Marc's Apps is a small collection of Windows programs created by Marc Doyle.
Marc is a freelance software & web developer based in Portsmouth, England.
If you have any questions, comments, bug reports or suggestions, or would like to test out early beta versions of my programs, I would be happy to receive your email
Please consider making a donation to support the development of these programs.
A tool which fixes the "Silent Stream Bug" which affects users of some HDMI Audio Devices with A/V Receivers.
AVR AUDIO GUARD uses ClickOnce Deployment. If you are using Internet Explorer, or have a ClickOnce add-on/ extension for Firefox/Chrome, you can install the software straight from your browser.
OS: Windows Vista/7 x86/x64
Hardware: HDMI Audio Device, A/V Receiver
.NET Framework 4.0 Client ProfileDownload
Windows Installer 3.1 or higherDownload
Optional ClickOnce browser add-ons:
.NET Framework Assistant for FirefoxDownload
ClickOnce Extension for ChromeDownload
Or if you prefer, Download the setup file instead.
This software is licensed as Freeware, and as such is freely distributable in its original form, but cannot be modified, sold, or passed off as your own work, and may only be used commercially with the express permission of the creator.
The software is provided AS-IS without express or implied warranty of any kind.
By downloading this software you agree to be bound by the terms of the license.
AVR AUDIO GUARD is a Windows application which monitors your computer's audio to help prevent the "Silent Stream Bug", where system sounds are cut short or missed entirely while an A/V receiver switches modes.

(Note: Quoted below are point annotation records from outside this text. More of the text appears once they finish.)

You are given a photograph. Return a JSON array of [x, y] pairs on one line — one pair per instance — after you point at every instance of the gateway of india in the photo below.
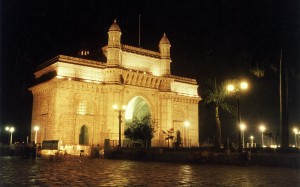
[[73, 97]]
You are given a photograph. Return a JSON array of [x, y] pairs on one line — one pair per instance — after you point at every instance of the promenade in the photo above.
[[85, 171]]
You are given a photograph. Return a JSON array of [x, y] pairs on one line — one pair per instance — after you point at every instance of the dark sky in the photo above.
[[220, 39]]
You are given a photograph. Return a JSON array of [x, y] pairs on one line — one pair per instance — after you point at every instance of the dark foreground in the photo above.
[[83, 171]]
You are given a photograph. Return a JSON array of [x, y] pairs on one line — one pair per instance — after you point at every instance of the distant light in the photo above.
[[242, 126], [115, 106], [262, 128], [244, 85], [186, 124], [295, 130], [36, 128], [230, 87]]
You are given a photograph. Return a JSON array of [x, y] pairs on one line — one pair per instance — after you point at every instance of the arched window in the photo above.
[[84, 135], [82, 108]]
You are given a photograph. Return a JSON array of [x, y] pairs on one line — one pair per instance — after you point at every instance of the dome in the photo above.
[[115, 27], [164, 40]]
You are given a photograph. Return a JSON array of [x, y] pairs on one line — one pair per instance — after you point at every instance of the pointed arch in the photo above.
[[84, 135]]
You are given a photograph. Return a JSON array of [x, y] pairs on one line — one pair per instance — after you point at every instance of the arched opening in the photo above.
[[178, 139], [84, 135], [137, 107]]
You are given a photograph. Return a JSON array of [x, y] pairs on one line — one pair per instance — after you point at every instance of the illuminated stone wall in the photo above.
[[73, 97]]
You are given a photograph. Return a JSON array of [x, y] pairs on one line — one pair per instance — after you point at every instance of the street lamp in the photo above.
[[237, 89], [242, 129], [187, 124], [11, 130], [120, 110], [262, 128], [296, 132], [251, 138], [36, 128]]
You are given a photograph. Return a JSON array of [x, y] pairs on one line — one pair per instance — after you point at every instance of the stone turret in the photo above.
[[114, 44], [164, 49]]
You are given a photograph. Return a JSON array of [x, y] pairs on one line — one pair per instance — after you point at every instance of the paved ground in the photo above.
[[80, 171]]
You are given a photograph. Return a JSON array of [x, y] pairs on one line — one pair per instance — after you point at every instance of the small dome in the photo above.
[[115, 26], [164, 40]]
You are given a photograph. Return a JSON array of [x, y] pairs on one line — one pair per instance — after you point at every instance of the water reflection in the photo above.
[[79, 171]]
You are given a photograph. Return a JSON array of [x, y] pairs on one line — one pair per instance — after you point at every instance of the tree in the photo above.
[[217, 97], [142, 128]]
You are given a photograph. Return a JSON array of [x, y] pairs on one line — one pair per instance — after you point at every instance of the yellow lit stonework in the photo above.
[[73, 97]]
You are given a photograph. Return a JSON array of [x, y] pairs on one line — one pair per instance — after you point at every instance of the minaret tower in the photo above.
[[114, 44], [164, 49]]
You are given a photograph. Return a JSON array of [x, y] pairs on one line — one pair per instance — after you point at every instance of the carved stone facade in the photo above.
[[73, 97]]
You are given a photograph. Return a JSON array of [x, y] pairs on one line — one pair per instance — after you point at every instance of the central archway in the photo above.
[[137, 107]]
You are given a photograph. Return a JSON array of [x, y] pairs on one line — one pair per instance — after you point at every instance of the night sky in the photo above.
[[221, 39]]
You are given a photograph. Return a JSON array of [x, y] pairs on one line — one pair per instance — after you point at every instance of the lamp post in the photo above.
[[237, 89], [119, 110], [187, 124], [262, 128], [36, 128], [251, 138], [242, 130], [11, 130], [296, 132]]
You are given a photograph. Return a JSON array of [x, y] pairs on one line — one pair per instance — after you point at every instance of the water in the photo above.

AVR AUDIO GUARD started out life back in 2010 when I grew frustrated by my receiver constantly missing audio due to the "Silent Stream Bug" affecting the HDMI audio on my ATI HD4850, and decided to write something to combat the problem. Eventually ATI fixed this, and I stopped using my software, but in early 2011 I bought an Nvidia GTX 560 Ti and discovered that the problem had returned, so I publicly released the software, which back then was called AVR Audio Switch Fix.
Skip forward to 2012, and i decided to start work on the program again, to improve its method of detection and generally make it more user friendly. The result is a program which no longer has any of the original code, has a completely different detection method and a new UI. With so many changes, it is effectively a new program, so i felt it was time for a new, more memorable name, and so AVR AUDIO GUARD was born!
When Video card manufacturers started including onboard sound devices with their products, for the first time ever it allowed computer users to get Audio and Video to their A/V receiver, through one cable without the need for an seperate sound card. However, with this new technology, came a new problem.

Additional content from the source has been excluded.